Fed proposes rules to tame Wall Street risk-taking
By Dave Clarke
WASHINGTON (Reuters) - The Federal Reserve proposed new rules on Tuesday to restrain risk-taking by the largest U.S. banks as it tries to make the financial system more resilient against future crises.
The proposal, required by the 2010 Dodd-Frank financial oversight law, includes new capital and liquidity rules for the largest banks that would roll out in two phases and not likely go further than international standards.
The plan issued on Tuesday closely follows statements the Fed has made in recent weeks to calm Wall Street concerns that U.S. standards may be more aggressive than those of other nations, putting U.S. banks at a disadvantage.

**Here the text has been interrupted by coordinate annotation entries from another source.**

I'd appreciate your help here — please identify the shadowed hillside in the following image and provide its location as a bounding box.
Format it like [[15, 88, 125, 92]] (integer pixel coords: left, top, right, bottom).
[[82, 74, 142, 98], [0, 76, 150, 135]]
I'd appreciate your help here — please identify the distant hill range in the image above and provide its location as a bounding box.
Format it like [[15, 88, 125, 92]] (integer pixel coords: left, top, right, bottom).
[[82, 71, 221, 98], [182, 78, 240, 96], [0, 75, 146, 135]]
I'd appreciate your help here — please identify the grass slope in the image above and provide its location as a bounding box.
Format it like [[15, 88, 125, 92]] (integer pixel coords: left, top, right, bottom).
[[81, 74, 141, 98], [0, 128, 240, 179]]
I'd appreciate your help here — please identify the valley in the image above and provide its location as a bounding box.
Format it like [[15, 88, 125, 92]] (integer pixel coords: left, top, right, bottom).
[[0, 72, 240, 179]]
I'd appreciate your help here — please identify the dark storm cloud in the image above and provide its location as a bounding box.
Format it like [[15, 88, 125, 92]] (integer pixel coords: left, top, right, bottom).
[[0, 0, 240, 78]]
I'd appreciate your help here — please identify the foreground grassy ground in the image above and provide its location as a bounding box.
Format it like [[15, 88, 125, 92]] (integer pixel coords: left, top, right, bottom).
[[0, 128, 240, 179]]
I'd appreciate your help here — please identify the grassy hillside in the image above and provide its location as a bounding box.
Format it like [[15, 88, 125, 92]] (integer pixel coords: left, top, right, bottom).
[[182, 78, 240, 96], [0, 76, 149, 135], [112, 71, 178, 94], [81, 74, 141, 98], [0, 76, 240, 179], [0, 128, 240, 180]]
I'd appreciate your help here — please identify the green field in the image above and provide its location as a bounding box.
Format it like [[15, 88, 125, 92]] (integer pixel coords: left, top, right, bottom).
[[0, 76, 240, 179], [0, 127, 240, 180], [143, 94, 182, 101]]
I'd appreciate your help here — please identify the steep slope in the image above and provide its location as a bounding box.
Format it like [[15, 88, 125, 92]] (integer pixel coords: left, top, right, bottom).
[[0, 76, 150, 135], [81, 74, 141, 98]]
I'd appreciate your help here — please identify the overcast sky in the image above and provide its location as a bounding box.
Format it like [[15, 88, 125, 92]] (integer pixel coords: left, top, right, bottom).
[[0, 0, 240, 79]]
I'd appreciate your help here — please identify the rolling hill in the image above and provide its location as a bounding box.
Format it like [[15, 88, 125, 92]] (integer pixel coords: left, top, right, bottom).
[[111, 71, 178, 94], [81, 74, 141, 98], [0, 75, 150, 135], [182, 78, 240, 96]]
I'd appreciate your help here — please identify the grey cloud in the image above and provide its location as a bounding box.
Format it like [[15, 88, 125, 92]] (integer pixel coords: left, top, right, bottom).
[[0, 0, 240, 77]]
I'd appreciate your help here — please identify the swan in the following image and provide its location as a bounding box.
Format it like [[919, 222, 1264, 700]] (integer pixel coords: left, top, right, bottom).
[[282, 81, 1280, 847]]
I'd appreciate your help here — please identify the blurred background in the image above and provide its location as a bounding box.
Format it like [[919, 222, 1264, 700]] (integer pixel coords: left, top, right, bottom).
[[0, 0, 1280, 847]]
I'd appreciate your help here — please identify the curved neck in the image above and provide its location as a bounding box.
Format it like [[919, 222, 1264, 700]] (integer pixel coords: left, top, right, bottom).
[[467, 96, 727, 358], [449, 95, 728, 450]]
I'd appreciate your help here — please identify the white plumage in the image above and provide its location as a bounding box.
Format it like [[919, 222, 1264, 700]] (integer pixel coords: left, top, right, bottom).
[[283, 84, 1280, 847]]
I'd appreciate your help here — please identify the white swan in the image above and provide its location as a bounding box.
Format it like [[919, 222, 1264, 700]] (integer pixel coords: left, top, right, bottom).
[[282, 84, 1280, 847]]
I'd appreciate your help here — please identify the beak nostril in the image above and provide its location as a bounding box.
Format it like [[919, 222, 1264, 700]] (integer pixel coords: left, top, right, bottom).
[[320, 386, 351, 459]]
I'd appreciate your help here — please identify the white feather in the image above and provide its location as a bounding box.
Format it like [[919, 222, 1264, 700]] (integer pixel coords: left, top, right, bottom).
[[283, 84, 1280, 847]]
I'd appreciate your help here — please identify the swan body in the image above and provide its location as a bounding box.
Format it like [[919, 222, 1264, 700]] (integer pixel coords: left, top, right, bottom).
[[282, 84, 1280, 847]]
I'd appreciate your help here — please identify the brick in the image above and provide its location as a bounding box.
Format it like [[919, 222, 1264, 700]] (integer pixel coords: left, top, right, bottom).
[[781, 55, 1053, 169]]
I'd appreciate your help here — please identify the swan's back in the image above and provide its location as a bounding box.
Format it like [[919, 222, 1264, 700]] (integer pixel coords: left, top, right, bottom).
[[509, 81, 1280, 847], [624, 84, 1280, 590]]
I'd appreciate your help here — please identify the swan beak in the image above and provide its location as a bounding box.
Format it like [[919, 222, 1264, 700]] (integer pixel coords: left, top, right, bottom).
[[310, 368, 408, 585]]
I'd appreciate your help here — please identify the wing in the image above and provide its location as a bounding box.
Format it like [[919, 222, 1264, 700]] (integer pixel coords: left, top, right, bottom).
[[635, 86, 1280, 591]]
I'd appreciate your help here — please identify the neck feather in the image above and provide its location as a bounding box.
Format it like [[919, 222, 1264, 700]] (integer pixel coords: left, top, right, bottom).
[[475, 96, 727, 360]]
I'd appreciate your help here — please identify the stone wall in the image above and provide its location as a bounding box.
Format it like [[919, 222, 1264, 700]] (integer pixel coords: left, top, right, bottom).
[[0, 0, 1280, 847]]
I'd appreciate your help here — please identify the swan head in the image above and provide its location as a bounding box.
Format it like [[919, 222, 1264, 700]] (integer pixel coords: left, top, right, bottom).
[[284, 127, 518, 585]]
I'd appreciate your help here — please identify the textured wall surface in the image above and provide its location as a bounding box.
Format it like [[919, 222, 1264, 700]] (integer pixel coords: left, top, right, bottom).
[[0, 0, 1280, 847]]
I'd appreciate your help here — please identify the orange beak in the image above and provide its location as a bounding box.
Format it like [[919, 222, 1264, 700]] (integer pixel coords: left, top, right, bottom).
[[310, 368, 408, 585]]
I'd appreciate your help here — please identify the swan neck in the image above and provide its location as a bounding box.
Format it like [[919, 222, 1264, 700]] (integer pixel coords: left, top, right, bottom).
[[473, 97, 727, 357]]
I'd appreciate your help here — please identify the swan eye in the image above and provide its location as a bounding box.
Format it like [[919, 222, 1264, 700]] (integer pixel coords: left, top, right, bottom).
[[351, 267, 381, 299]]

Some analysts were hoping the Fed would provide more details in its proposal and that in many areas it simply echoed the law, leaving the specifics for later.
"This is pretty much a book report on the Dodd-Frank bill," said Paul Miller, a bank stock analyst at FBR Capital Markets.
The Fed said both the capital and liquidity requirements would be implemented in two phases.
The first phase would rely on policies already issued by the Fed, such as the capital stress test plan it released in November.
That stress test plan will require U.S. banks with more than $50 billion in assets to show they can meet a Tier 1 common risk-based capital ratio of 5 percent during a time of economic stress. Continued...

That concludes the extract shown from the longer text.